Dryden and especially Tompkins County have had to work overtime to keep their budgets in line, but at least I haven't heard any talk like this:
Even as there are glimmers of a national economic recovery, cities and counties increasingly find themselves in the middle of a financial crisis. The problems are spreading as municipalities face a toxic mix of stresses that has been brewing for years, including soaring pension, Medicaid and retiree health care costs. And many have exhausted creative accounting maneuvers and one-time spending cuts or revenue-raisers to bail themselves out.
...And Thomas S. Richards, the mayor of Rochester, recently described a grim situation facing New York's cities in testimony to the State Legislature, saying, "I fear that Rochester and other upstate cities are approaching the point of financial failure and an inevitable financial control board — as is the case in Buffalo — unless something is done now."
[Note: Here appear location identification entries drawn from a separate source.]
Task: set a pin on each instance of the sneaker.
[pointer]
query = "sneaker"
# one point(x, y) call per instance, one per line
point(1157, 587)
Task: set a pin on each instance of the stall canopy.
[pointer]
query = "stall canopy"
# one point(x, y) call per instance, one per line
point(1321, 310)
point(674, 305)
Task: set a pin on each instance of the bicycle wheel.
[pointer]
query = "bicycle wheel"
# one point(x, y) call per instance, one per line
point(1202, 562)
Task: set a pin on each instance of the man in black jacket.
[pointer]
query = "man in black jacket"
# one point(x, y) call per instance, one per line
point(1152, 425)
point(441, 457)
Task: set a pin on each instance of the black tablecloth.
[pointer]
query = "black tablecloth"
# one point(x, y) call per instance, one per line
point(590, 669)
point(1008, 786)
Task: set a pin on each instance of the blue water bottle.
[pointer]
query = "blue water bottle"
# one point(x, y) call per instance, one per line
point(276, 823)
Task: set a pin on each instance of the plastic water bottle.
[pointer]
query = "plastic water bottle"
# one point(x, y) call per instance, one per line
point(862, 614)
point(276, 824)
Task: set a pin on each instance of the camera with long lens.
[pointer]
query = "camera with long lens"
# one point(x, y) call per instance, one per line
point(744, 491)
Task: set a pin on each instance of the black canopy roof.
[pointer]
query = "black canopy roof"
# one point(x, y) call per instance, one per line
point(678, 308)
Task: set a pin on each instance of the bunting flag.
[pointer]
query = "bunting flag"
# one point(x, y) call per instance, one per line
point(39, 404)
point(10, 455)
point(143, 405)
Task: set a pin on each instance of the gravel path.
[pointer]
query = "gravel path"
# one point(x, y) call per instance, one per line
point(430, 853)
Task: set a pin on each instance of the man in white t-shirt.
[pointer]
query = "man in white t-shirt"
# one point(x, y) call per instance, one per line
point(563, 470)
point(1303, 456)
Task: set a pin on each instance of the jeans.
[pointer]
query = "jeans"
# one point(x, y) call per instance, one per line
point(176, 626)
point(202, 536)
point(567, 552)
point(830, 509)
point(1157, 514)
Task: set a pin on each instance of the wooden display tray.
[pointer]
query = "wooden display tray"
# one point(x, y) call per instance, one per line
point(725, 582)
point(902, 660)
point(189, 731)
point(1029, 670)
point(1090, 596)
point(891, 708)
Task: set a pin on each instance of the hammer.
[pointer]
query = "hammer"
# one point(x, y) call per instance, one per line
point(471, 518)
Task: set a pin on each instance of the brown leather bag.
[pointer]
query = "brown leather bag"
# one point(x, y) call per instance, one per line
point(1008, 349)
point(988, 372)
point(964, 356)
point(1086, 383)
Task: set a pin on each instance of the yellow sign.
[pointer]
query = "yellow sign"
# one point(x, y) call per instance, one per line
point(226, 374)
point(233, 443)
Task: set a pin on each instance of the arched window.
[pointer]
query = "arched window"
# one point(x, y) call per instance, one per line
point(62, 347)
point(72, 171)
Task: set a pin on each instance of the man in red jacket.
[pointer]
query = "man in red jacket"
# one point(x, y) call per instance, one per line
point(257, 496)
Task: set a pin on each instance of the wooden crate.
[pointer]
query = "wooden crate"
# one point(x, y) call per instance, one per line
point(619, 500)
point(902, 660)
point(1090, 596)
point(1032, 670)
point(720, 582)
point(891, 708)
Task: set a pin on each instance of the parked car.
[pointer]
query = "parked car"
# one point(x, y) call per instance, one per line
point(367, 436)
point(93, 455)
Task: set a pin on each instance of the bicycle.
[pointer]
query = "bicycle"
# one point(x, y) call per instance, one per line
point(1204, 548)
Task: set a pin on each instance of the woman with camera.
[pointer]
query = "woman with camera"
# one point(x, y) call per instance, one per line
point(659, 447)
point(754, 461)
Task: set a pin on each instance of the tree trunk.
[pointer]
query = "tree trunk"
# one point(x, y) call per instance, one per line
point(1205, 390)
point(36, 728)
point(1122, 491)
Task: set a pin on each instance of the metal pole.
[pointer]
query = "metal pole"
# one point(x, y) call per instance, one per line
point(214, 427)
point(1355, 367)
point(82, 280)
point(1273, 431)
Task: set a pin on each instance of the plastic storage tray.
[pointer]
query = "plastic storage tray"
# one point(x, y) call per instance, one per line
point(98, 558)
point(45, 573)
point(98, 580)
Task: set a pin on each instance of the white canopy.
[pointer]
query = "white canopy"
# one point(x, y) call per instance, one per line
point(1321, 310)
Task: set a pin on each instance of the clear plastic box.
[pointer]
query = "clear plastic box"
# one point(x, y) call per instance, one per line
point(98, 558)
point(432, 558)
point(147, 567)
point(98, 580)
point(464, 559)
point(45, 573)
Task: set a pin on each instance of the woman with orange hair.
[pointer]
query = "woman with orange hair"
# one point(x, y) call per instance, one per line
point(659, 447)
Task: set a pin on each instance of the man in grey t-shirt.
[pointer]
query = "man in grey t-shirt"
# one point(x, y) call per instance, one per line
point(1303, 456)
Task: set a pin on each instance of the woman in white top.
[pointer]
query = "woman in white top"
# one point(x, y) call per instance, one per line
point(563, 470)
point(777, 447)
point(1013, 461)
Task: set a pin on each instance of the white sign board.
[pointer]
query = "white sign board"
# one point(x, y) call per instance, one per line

...The concerns of municipal officials are validated by the ratings agency Moody's, which downgraded the debt of Rockland County and Utica last month, and Yonkers and Long Beach last year....
"It's the worst thing that you can do financially," said Steve Bellone, the Suffolk County executive. "But when you are up against the wall and you have a county that has used every one-shot revenue that it can possibly use already, and you're facing a deficit of huge proportions, suddenly that becomes not such a bad option."
So far, at least, our problems don't sound like these problems.